To replicate this project, you would typically follow these steps:

  1. Prerequisites:
    • An AWS Account with appropriate permissions.
    • Download the Spotify dataset from Kaggle and split it into albums.csv, artists.csv, and tracks.csv.
  2. S3 Setup:
    • Create S3 buckets for different zones: your-raw-bucket, your-staging-bucket, your-datawarehouse-bucket, your-athena-query-results-bucket.
    • Upload the raw CSV files to the your-raw-bucket.
  3. AWS Glue Setup:
    • Create an AWS Glue ETL job, providing the Spotify Project.py script.
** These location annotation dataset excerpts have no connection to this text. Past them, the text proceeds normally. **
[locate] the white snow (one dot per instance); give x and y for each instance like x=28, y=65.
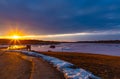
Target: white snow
x=67, y=68
x=95, y=48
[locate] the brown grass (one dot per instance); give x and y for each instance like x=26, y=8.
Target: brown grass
x=106, y=67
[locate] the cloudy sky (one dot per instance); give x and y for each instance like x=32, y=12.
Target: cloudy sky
x=99, y=19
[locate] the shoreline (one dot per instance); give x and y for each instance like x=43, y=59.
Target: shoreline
x=105, y=66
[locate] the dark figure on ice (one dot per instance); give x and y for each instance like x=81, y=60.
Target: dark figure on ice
x=28, y=47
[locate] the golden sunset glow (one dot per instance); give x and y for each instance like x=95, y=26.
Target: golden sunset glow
x=15, y=37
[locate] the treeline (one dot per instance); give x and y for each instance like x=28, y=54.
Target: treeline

    • Configure the job with appropriate IAM roles, data source paths (pointing to raw S3 data), and data target paths (pointing to the S3 data warehouse zone).
    • Create an AWS Glue Crawler to scan the S3 data warehouse zone and populate the Glue Data Catalog.
  4. Amazon Athena Setup:
    • Ensure a database is created in Athena (the Crawler usually handles this).
    • Verify that tables corresponding to your processed data are available and queryable.
  5. Amazon QuickSight Setup:
    • Connect QuickSight to Athena as a data source.
    • Create a new dataset in QuickSight based on your Athena table(s).
    • Build your dashboard using the created dataset.
  6. IAM Roles & Permissions: Ensure all services (Glue, Athena, QuickSight) have the necessary IAM permissions to access S3 and other required resources.

(This is a high-level guide. Specific configurations might vary.)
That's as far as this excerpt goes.